Rebekah Valero-Lee covid-19
The measures imposed by UK government and authorities around the world to tackle the coronavirus outbreak have meant people have experienced isolation, uncertainty and disruption more than ever before. Homes have become workplaces, schools and gyms and people are facing considerable uncertainty around their health, finances and job security.
Against this backdrop, it is unsurprising that stress and anxiety have been exacerbated, with many of us – pre-existing mental health conditions or not – experiencing high levels of worry.
However, as countries start to lift lockdown restrictions and governments set out tentative measures to re-open society, thoughts turn to how we will cope with reintegration and resocialisation. Over the past few months we’ve steadily adapted to our ‘new normal’. We’ve been able to stay in our homes, a space we can control and feel safe in, and we’ve been able to take measures to prevent our exposure to others, like limiting time outdoors and maintaining social distancing. This has been a worrying and stressful time, however through actions encouraged by our government and health experts we’ve been able to mitigate potential anxieties throughout the lockdown period.
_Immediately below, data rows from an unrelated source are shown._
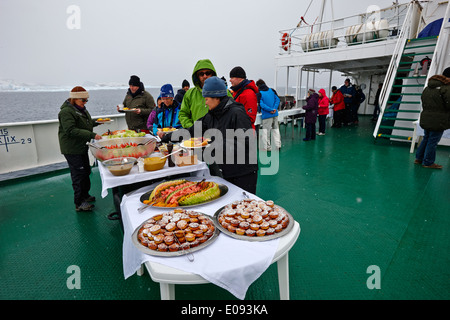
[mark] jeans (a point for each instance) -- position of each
(427, 149)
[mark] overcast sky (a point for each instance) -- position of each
(158, 40)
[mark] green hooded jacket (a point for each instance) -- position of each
(193, 106)
(75, 129)
(435, 114)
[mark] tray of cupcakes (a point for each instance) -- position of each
(253, 220)
(174, 233)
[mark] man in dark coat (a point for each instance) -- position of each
(311, 110)
(434, 119)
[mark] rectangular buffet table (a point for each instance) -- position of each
(230, 263)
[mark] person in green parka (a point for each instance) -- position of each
(193, 106)
(434, 118)
(75, 130)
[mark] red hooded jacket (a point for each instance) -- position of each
(247, 96)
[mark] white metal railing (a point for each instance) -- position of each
(395, 60)
(353, 30)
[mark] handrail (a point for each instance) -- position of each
(393, 65)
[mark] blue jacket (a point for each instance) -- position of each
(348, 90)
(268, 101)
(167, 117)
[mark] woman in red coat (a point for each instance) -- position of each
(337, 99)
(324, 103)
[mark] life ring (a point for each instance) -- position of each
(286, 41)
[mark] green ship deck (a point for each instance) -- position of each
(359, 204)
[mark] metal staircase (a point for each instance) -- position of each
(403, 105)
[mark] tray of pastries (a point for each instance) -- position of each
(253, 220)
(175, 233)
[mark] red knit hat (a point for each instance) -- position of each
(78, 93)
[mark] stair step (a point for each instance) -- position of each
(423, 46)
(382, 135)
(397, 128)
(417, 54)
(398, 119)
(408, 62)
(411, 111)
(404, 102)
(407, 85)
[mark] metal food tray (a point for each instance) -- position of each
(223, 191)
(255, 238)
(179, 253)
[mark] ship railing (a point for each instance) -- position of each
(395, 60)
(369, 27)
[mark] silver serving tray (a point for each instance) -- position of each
(223, 191)
(255, 238)
(151, 252)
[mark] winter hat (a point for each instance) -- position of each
(166, 91)
(447, 72)
(78, 93)
(238, 72)
(214, 87)
(134, 81)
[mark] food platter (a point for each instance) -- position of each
(195, 143)
(185, 246)
(272, 236)
(223, 189)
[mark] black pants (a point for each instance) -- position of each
(80, 169)
(338, 118)
(246, 182)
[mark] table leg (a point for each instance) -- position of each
(167, 291)
(283, 277)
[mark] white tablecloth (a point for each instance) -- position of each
(229, 263)
(110, 181)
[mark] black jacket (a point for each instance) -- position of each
(234, 135)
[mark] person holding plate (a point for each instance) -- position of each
(140, 103)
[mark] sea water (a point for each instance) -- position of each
(20, 106)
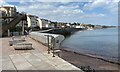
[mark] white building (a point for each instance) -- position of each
(34, 21)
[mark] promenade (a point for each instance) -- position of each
(36, 59)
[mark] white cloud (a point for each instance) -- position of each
(93, 15)
(3, 3)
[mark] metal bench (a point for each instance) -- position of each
(14, 42)
(17, 39)
(23, 46)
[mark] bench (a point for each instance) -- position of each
(16, 39)
(23, 46)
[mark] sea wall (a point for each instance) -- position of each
(42, 37)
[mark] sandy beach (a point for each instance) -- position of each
(94, 63)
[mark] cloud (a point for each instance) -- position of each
(3, 3)
(72, 11)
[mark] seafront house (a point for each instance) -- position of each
(15, 23)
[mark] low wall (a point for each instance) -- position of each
(41, 37)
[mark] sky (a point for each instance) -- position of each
(97, 12)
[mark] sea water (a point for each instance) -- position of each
(102, 43)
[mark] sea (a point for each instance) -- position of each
(100, 43)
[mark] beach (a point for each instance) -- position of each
(84, 60)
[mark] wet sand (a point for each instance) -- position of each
(94, 63)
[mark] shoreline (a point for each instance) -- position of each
(79, 60)
(92, 56)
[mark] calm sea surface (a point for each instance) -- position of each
(101, 43)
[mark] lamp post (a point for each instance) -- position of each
(48, 43)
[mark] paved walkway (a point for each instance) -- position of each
(36, 59)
Whilst the prospect of easing restrictions will be positive for many – for example, we might final be able to give loved ones a hug, access a professional haircut and spend downtime in eating and drinking establishments – learning to live alongside coronavirus will evoke some levels of discomfort. After adapting to stay-at-home measures, we may feel hesitant or lack the confidence to go back out into the world – even if, at the same, time we’re looking forward to it.
The concept of holding two opposing viewpoints simultaneously is called ‘cognitive dissonance’, and commonly causes mental discomfort to arise. In the employment context, integration back into office spaces raises similar anxieties. There will be a natural apprehension around returning to spaces which were once completely ordinary, but over the past few months have been deemed dangerous. As lockdown measures ease, mental health experts are anticipating a rise in the experience of anxiety, whether we have a history of mental health issues or not.
Morson health, wellbeing and engagement partner, Heather Deering gives her top tips to follow if you are experiencing fear or anxiety about post-lockdown life:
1. Listen to yourself
Take steps to understand how and why your anxiety arises, how you can recognise it within yourself and others, and develop strategies that may help you overcome it. This might take the form of engaging with mental health champions in your workplace, seeking out information or advice from mental health charities and organisations, or speaking with your doctor or other trusted healthcare professional.
Being open and honest about your feelings with those around you will encourage others to do the same. Though we all respond differently to stress, this is a unique and rare situation where the entire population is having the same experience at the same time. People sharing their feelings serves as a good reminder that we’re all in the same boat, and we can’t underestimate the comfort that this can bring to an uncomfortable situation.
3. Mental and physical health
Protect your health and wellbeing by eating well, exercising regularly, getting plenty of good quality sleep, and by making time for self-care. When anxiety overtakes us, it can be difficult to find the mental capacity to do all of these things, every day. But take it all a step at a time, do little bits of each thing and watch how your mental load improves when you strike the balance. Build up from there.
4. Be kind to yourself
Recognise that if you are feeling discomfort or anxiety, it is normal; we’ve gone through a lot of change in a very short space of time and adjustment to it is unlikely to be immediate. Be kind to yourself and those around you and don’t expect to necessarily slide straight back into life as it was pre-lockdown. It took time to adjust to lockdown and it’s going to take time to adjust back. If you don’t feel ready, don’t bow to any internal or external pressure to dive straight in to social activity – take it slow and steady.
For most people anxiety will be temporary and will fade over the coming weeks and months. For others, it may represent a more long-lasting concern that will require support to overcome.
As individuals, if you find yourself struggling with anxiety or feeling overwhelmed don’t keep it to yourself – speak to a trusted friend or loved one, your doctor, or to a mental health support organisation like Mind or Samaritans. Better yet, use your internal mental health support services – they’re there for you, too.
As we all navigate COVID-19 and the changes it is bringing to each of our lives, we all have a responsibility to reach out and start the conversation around mental health. Talk, connect with one another and reinforce the support systems around you.